Un nouveau prolétariat en voie de précarisation avancée
Dans « Sorry I missed you », Ricky le livreur et son épouse Amy, aide à domicile, sont les tristes représentants de ce nouveau prolétariat en voie de précarisation avancée, victimes démunies de 40 ans de dérégulation néolibérale et de démantèlement de la législation du travail. Un travail de sape des derniers pans du droit du travail et de la protection sociale vécu comme une aubaine par les start-ups de la nouvelle économie, et sur la base duquel repose leur business model réputé plus vertueux. Ces firmes se prévalent en effet d’être les champions des créations d’emplois, générés de manière quasi miraculeuse par une soi-disant économie de rupture, parée de toutes les vertus.
Une descente dans les tréfonds de l’économie 2.0
À rebours des beaux discours entonnés par les chantres de la libre entreprise, le film de Ken Loach montre bien que la décision de son personnage principal d’endosser la casquette d’auto-entrepreneur n’a rien d’un choix assumé, mais est au contraire le fruit de la désespérance d’un chômeur de longue durée, qui voit dans cette proposition sa dernière planche de salut. Malheureusement, cette planche s’avérera déjà diablement savonnée au moment où notre héros cherche à s’y agripper. S’en suit une descente aux enfers tragique, au cours de laquelle Ken Loach ne nous épargne aucun des écueils auxquels sont confrontés ces tristes employés de l’économie 2.0. : endettement (pour l’achat et l’entretien du fourgon), cadences infernales et prises de risque inconsidérées (afin de respecter les objectifs fixés par le sous-traitant), déshumanisation induite par la perte de repères et le brouillage des frontières entre la sphère professionnelle et privée, etc.

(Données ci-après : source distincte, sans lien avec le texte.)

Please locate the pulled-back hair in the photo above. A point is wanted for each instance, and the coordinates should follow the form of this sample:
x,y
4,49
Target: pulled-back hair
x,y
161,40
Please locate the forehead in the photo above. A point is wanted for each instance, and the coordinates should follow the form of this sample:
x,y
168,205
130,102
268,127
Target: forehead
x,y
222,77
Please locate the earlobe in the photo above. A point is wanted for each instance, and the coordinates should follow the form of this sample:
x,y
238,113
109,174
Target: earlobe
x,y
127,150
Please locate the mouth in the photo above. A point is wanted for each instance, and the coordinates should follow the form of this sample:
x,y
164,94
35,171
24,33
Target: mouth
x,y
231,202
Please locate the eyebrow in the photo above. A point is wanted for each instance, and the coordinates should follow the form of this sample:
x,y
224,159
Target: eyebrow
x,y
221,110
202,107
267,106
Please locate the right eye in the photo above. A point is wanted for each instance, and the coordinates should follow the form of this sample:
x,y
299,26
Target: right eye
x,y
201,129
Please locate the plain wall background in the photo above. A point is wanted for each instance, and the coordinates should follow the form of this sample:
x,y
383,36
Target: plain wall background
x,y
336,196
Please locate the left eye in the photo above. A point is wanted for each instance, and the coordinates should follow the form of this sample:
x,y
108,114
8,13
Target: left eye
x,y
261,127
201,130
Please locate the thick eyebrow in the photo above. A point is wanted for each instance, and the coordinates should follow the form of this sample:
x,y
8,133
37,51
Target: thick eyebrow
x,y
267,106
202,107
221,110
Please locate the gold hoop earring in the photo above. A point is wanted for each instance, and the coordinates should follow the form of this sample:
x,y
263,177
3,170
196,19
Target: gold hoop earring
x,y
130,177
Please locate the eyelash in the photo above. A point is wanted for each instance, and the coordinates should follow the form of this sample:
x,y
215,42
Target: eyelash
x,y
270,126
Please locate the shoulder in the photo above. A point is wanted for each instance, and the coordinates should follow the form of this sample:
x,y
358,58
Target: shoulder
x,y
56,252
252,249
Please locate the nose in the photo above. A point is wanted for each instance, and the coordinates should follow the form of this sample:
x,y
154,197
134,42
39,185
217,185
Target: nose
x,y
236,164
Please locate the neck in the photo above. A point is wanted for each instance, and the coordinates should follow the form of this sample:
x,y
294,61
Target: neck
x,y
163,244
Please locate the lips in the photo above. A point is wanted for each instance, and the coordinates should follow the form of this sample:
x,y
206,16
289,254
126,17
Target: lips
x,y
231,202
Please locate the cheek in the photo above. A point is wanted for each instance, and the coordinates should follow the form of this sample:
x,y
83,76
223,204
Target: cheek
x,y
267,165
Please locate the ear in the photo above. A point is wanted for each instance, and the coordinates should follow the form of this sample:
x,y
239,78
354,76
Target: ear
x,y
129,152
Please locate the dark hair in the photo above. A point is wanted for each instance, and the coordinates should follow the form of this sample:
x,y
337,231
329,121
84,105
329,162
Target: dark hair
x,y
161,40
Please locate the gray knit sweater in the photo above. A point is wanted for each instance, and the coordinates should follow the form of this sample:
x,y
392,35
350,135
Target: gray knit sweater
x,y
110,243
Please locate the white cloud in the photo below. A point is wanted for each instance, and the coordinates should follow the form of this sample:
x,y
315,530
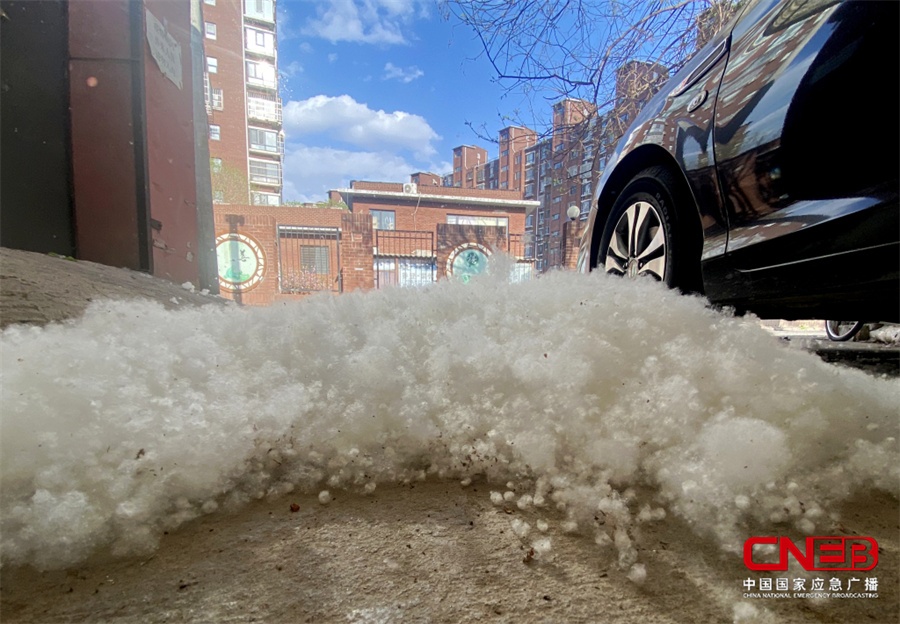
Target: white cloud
x,y
344,119
291,70
365,21
392,72
310,172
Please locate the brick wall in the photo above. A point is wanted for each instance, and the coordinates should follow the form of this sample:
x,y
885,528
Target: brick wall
x,y
356,252
353,259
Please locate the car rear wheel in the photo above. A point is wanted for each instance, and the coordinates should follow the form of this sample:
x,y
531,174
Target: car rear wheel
x,y
643,236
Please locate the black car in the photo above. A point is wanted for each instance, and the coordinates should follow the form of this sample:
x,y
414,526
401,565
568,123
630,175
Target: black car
x,y
765,173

Amazon et consort ne font que remettre au goût du jour les pratiques d’exploitation de l’Angleterre victorienne
Ainsi, le film livre une vision sans concession de ces nouveaux tâcherons du monde moderne, exploités sans vergogne par les entreprises de la nouvelle économie, les mêmes qui nous vendent le rêve d’un monde digital libéré des entraves fiscales et réglementaires, et qui voudraient nous faire croire que le monde a changé, alors qu’Amazon et consort ne font que remettre au goût du jour les pratiques d’exploitation du salariat de l’Angleterre victorienne !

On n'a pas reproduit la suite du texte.